Optimizing an Airflow DAG development lifecycle

Optimizing an Airflow DAG development lifecycle
Photo by Drew Beamer / Unsplash

xgeeks mission is to transform teams into high-performing organizations. In one of our projects accelerating an organization's performance, we have taken on the responsibility of managing the data infrastructure for a leading automaker to improve its development speed and quality. This article shows you how we solved one of the pain points we identified, leveraging the elasticity of the cloud, a DevOps mindset, and cloud-native capabilities.

The scope and primary objective were to fetch and process data used to populate vehicle information data to be consumed by different APIs. This involved a data pipeline process, where the data had to be extracted, transformed, validated, and enriched based on a set of predefined rules.

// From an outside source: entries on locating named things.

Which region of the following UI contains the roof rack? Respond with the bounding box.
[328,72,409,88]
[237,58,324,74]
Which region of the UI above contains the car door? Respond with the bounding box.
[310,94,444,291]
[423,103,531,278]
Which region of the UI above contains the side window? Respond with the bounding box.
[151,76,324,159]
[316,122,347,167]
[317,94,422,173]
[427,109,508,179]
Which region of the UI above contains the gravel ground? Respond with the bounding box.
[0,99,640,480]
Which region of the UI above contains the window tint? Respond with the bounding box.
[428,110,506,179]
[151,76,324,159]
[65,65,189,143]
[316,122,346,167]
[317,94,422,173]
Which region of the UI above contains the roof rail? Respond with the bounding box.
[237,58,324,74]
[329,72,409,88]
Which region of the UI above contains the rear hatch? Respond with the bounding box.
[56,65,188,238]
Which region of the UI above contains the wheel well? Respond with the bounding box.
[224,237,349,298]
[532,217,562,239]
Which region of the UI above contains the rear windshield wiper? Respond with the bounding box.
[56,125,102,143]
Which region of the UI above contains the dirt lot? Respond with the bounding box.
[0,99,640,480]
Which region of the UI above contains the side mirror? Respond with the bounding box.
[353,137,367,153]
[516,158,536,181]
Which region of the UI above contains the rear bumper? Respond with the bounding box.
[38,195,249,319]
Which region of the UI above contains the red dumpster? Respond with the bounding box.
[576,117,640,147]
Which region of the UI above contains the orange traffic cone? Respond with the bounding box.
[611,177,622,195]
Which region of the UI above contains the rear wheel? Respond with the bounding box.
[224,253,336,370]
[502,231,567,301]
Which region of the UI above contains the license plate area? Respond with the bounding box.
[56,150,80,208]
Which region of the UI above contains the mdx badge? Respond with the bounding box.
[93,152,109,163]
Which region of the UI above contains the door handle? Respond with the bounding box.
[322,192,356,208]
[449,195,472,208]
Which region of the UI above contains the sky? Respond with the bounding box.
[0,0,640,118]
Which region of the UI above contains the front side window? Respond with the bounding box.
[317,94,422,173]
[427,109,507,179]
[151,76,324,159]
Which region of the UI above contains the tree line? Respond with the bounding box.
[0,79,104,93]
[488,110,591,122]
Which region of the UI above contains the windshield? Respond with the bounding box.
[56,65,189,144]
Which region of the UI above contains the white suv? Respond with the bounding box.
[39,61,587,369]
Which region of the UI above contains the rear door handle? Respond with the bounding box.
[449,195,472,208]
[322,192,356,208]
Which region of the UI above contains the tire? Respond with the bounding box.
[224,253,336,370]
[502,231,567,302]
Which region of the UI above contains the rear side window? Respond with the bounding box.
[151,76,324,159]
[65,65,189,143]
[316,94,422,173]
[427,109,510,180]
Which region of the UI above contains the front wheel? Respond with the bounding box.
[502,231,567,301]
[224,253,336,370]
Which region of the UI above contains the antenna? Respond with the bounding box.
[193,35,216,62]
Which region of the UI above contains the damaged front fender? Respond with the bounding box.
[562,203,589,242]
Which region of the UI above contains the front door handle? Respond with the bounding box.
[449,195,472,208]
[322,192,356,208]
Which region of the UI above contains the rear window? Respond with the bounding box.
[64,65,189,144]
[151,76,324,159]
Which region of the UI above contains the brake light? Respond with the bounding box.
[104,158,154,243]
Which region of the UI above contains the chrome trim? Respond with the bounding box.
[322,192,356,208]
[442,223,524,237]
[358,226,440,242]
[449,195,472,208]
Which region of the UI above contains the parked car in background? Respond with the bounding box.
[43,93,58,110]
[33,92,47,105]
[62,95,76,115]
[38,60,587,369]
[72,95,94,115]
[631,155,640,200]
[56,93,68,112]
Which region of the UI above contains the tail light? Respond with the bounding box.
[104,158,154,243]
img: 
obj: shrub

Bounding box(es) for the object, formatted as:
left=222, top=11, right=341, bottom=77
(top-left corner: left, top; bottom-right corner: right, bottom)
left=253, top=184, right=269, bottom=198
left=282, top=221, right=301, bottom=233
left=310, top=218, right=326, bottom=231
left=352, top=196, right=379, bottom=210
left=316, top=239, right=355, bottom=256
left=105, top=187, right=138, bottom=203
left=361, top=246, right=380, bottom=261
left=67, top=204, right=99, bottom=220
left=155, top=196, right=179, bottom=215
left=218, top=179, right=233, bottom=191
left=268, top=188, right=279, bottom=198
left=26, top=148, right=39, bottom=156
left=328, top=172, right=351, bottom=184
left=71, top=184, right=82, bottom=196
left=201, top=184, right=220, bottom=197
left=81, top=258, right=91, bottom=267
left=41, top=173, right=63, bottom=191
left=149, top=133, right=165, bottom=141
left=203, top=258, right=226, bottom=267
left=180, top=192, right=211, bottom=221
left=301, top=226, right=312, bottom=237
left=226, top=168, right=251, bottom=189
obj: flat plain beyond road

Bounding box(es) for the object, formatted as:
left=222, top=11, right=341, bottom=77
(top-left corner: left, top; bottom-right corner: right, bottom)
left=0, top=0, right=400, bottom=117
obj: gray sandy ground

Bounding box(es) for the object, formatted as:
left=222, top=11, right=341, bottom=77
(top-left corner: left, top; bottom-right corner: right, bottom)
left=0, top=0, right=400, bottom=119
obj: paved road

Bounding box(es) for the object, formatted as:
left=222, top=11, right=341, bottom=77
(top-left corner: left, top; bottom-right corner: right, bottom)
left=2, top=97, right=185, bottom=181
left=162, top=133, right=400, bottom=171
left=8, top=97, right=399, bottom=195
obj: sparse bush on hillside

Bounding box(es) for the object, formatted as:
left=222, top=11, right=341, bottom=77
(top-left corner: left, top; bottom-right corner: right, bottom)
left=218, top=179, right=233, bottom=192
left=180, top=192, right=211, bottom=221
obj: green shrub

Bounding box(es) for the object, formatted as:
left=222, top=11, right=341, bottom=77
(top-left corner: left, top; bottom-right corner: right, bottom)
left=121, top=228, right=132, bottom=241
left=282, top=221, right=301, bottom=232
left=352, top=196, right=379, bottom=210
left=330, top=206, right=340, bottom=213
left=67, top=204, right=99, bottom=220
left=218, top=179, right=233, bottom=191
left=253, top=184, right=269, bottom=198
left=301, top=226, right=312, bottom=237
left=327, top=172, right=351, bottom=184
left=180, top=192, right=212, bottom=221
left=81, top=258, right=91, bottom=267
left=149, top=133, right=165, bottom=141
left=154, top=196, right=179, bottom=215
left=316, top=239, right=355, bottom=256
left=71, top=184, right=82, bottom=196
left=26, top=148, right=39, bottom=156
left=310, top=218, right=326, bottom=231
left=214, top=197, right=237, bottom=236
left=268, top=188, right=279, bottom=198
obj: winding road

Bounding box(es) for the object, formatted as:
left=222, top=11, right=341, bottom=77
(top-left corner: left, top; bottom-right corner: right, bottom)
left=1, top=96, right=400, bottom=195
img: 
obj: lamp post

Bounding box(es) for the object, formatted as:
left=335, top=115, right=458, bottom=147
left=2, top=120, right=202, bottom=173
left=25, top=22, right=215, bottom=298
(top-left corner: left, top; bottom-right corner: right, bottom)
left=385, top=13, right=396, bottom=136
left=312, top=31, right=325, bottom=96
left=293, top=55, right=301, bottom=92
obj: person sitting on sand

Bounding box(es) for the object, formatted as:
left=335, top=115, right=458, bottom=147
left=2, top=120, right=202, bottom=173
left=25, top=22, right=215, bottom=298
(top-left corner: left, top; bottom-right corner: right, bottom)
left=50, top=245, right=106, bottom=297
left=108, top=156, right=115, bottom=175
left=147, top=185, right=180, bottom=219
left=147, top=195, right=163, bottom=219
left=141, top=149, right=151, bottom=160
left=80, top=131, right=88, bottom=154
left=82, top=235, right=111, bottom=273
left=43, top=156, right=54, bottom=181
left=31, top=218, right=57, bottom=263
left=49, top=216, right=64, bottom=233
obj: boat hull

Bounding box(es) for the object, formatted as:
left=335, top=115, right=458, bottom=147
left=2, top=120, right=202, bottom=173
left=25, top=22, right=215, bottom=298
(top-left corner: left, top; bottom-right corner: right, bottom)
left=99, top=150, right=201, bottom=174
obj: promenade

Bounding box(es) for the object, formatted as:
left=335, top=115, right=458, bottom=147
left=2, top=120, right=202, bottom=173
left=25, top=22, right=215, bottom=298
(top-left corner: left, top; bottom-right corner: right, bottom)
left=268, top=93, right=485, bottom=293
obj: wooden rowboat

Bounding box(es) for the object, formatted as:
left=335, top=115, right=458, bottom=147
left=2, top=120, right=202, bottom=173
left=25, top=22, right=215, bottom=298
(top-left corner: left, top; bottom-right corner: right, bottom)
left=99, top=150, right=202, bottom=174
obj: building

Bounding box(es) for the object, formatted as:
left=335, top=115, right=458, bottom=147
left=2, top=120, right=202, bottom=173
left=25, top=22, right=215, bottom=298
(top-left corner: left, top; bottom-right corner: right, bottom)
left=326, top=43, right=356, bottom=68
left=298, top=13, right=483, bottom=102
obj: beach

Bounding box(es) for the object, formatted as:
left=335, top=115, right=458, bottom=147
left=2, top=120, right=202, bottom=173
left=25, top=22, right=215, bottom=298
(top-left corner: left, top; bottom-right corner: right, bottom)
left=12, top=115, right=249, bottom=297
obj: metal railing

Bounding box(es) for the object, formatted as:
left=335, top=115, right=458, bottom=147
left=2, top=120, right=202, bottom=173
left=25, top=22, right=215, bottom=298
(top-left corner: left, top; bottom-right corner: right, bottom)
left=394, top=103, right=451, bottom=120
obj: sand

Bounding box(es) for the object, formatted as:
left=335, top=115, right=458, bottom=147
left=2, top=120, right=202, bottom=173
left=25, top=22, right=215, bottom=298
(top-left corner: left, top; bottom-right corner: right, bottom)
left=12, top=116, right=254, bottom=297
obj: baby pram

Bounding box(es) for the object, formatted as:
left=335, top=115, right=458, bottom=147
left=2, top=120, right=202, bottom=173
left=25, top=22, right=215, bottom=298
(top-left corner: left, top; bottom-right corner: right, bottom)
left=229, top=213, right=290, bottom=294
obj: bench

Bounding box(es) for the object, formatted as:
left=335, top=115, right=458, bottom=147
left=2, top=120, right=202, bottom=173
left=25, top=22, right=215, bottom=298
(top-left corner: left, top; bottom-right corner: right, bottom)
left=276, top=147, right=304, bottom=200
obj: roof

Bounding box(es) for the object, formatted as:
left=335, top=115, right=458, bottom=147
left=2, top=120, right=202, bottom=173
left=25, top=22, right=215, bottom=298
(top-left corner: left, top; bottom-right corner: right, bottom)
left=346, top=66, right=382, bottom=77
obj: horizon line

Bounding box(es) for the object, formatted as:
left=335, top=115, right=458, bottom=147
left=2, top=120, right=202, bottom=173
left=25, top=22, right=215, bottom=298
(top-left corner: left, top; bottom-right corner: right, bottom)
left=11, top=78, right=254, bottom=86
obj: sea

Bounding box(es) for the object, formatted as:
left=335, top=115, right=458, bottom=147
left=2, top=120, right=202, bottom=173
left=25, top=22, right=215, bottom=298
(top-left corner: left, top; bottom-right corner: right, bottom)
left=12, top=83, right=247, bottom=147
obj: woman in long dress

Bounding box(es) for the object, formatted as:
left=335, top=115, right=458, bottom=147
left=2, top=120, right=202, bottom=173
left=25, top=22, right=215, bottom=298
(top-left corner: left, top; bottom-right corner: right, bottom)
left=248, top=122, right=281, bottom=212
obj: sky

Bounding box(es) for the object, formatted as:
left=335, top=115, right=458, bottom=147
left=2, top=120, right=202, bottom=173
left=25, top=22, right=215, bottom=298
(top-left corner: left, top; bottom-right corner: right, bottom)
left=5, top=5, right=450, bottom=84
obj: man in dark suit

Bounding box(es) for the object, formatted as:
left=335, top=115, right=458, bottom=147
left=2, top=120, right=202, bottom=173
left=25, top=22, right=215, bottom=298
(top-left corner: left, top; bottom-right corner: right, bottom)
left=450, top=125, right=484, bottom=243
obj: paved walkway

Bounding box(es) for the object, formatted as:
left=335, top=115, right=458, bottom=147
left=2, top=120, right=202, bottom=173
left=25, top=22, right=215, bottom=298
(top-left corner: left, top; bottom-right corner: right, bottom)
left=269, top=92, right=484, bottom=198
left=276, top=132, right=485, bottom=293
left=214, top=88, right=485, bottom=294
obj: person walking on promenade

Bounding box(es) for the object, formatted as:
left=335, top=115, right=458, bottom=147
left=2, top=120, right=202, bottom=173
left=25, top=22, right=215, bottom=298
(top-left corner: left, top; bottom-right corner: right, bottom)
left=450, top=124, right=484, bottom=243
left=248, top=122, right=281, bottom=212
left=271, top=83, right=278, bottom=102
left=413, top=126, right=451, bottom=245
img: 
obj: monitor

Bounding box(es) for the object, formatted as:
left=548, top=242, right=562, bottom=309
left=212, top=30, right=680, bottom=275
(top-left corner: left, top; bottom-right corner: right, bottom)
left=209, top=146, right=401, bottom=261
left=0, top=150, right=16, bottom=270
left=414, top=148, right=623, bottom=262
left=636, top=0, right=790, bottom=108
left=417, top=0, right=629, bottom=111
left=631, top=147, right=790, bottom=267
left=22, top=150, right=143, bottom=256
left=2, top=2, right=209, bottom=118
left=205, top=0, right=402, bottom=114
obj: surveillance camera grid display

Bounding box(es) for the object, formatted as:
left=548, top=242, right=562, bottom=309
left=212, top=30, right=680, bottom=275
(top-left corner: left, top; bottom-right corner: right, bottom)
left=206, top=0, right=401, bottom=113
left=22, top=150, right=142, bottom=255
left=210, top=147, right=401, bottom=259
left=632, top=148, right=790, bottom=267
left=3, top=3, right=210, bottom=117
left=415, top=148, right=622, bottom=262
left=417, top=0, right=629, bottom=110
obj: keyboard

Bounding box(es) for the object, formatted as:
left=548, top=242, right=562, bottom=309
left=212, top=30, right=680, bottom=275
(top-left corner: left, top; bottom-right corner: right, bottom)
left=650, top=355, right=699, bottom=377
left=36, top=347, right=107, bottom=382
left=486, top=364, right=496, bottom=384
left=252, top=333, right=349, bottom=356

Airflow was the workflow management tool, which served as the central component of the data pipeline. In Airflow, each workflow is represented as a Directed Acyclic Graph (DAG) written in Python. Although the technical details of Airflow are beyond the scope of this article, it suffices to say that it plays a crucial role in ensuring the data quality and smooth operation of the system. It fetches data, processes it, and ensures that other components receive the data in the required format, being a key component of the data infrastructure.

We realized there was a challenge in the DAG's development lifecycle and we took it as an opportunity to dramatically increase its speed, quality, and developer experience.

If you're interested in knowing how we improved Lead Time For Change by a factor of 3 while at the same time improving Change Failure Rate, keep reading!

Deep into the challenge

By having a look at the software development lifecycle of the DAG's we identified a big bottleneck.

The team was following a GitFlow approach with feature branching. Each developer created his own feature branch and only after merging and deploying to the E2E test environment, QA Engineers could start the feedback loop with engineers.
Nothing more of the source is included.